Nigerian extradited to America over $45 million health care fraud

Godwin Chiedo Nzeocha, 45, a naturalized United States citizen originally from the Federal Republic of Nigeria, has been returned to the United States to stand trial in a $45 million health care fraud case, United States Attorney Kenneth Magidson announced on Thursday.


Nzeocha was charged October 19, 2009 with conspiracy to commit health care fraud, 39 counts of health care fraud, three counts of mail fraud, and three counts of money laundering in relation to his role in the City Nursing Services of Texas Inc. health care fraud conspiracy.

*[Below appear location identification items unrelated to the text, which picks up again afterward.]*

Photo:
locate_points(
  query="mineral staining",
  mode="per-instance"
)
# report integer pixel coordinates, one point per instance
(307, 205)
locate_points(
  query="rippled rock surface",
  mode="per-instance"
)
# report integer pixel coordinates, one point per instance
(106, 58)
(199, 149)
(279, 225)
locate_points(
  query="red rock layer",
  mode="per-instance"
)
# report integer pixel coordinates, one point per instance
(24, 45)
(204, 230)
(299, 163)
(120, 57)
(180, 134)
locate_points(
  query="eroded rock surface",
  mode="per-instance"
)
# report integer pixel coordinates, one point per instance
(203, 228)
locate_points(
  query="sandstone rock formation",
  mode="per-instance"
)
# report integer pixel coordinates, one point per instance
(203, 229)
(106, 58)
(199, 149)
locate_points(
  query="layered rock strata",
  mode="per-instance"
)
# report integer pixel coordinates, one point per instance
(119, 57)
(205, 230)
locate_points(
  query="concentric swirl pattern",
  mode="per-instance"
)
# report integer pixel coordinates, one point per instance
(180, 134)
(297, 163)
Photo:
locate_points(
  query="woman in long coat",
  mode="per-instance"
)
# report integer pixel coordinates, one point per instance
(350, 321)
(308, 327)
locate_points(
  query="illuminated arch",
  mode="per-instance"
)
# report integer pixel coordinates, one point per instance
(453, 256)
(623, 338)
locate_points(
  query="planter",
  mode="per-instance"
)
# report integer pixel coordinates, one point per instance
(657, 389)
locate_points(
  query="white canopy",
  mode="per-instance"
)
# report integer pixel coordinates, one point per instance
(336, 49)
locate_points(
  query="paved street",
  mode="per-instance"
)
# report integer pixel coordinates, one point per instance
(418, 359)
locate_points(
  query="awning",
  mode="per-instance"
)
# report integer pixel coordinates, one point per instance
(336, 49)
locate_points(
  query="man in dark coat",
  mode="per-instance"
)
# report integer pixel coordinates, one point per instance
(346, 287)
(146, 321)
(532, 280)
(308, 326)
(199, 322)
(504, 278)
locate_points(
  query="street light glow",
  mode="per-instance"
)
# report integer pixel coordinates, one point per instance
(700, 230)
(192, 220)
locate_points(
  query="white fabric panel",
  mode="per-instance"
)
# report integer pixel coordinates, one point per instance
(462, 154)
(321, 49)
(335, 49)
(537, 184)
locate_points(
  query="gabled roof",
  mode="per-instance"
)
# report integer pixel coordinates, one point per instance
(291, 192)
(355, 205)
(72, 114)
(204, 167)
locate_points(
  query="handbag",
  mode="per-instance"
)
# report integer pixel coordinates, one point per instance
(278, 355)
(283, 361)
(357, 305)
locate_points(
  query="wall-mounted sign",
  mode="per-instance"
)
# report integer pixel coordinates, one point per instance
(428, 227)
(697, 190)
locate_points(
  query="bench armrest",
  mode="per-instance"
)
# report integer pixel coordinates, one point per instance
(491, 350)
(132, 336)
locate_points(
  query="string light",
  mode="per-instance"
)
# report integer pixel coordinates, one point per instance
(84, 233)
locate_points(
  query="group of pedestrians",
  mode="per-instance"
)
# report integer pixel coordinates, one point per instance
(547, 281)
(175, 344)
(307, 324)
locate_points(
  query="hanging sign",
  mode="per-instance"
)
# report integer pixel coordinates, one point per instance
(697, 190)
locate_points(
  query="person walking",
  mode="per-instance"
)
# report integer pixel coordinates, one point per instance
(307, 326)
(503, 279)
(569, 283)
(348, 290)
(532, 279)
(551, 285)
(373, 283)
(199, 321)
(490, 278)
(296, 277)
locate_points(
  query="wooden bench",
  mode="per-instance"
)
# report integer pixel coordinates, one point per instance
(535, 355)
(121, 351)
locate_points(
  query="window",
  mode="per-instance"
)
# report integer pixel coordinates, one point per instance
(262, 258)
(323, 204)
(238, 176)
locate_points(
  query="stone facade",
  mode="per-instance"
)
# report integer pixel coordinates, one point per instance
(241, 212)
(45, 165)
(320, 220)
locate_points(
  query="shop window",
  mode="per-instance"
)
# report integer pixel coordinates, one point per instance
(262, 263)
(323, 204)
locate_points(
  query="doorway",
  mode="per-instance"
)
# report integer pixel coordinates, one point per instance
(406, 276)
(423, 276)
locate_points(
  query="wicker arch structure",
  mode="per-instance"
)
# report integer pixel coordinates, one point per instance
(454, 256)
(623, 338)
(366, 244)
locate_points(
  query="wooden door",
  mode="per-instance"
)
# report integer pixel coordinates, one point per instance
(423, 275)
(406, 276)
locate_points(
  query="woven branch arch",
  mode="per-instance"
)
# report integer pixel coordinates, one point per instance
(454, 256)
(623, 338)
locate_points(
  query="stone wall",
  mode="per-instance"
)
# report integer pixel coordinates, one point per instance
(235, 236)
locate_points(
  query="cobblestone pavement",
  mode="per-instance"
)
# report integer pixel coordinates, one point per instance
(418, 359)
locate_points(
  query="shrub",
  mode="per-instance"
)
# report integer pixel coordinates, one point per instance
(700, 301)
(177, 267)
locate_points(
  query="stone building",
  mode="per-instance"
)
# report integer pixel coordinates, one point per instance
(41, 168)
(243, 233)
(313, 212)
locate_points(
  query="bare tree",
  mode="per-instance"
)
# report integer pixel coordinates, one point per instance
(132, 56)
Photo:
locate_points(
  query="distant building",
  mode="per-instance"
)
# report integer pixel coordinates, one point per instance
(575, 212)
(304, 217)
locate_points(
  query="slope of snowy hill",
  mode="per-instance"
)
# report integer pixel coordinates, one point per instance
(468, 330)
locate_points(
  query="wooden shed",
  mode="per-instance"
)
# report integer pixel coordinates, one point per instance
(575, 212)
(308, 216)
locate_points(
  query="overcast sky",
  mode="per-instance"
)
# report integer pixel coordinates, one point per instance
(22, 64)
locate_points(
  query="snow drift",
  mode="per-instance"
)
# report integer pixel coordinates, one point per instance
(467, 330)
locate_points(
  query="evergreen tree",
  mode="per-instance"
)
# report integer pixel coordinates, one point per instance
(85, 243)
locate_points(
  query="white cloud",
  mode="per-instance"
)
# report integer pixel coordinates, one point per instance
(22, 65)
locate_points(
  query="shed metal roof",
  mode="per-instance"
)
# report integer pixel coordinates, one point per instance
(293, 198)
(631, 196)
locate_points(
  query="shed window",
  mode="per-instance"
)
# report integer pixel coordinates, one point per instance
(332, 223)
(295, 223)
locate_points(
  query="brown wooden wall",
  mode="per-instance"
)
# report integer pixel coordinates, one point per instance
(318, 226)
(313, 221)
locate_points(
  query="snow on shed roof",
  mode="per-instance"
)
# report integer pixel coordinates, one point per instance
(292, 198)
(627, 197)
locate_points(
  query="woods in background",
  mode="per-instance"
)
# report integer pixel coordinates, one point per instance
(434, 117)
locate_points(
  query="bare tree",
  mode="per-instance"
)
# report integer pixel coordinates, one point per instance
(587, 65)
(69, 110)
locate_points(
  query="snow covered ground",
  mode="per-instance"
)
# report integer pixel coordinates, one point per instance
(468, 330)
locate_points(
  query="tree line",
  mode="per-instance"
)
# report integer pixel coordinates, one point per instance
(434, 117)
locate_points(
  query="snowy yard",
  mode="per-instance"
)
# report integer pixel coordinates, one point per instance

United States security agents were unable to arrest Nzeocha after he was charged in 2009 but was later arrested in Nigeria and extradicted back to Houston on Wednesday 27th June, 2012.


The accused person has since Wednesday made an initial appearance before U.S. Magistrate George C. Hanks, Jr., where the United States requested that he should be remanded in federal custody pending further criminal proceedings.


According to the indictment, Nzeocha signed patient file documents as the provider of physical therapy services he was not qualified to provide and, according to evidence provided during trial of his alleged co-conspirators, which were not, in fact, provided to Medicare beneficiaries.


The indictment also alleges Nzeocha handed out cash payments to recruiters who brought Medicare beneficiaries to City Nursing and to Medicare beneficiaries in return for signatures on blank patient treatment forms.


To date, five people have been convicted in this massive health care fraud conspiracy, including City Nursing's owner, Umawa Oke Imo, who is now serving 27 years in prison.


Nzeocha faces up to 10 years in prison and a $250,000 fine for each of the health care fraud, conspiracy to commit health care fraud, and money laundering charges, upon conviction. A conviction for mail fraud carries an additional maximum punishment of up to 20 years in prison.


This case has been investigated by the FBI, Internal Revenue Service-Criminal Investigation, the Department of Health and Human Services-Office of Inspector General, and the Texas Attorney General's Office-Medicare Fraud Control Unit. Special thanks is extended to the Nigerian government and the Office of International Affairs in the Justice Department's Criminal Division, who provided assistance. Assistant United States Attorney Julie Redlinger is prosecuting the case.


An indictment is a formal accusation of criminal conduct, not evidence. A defendant is presumed innocent unless convicted through due process of law.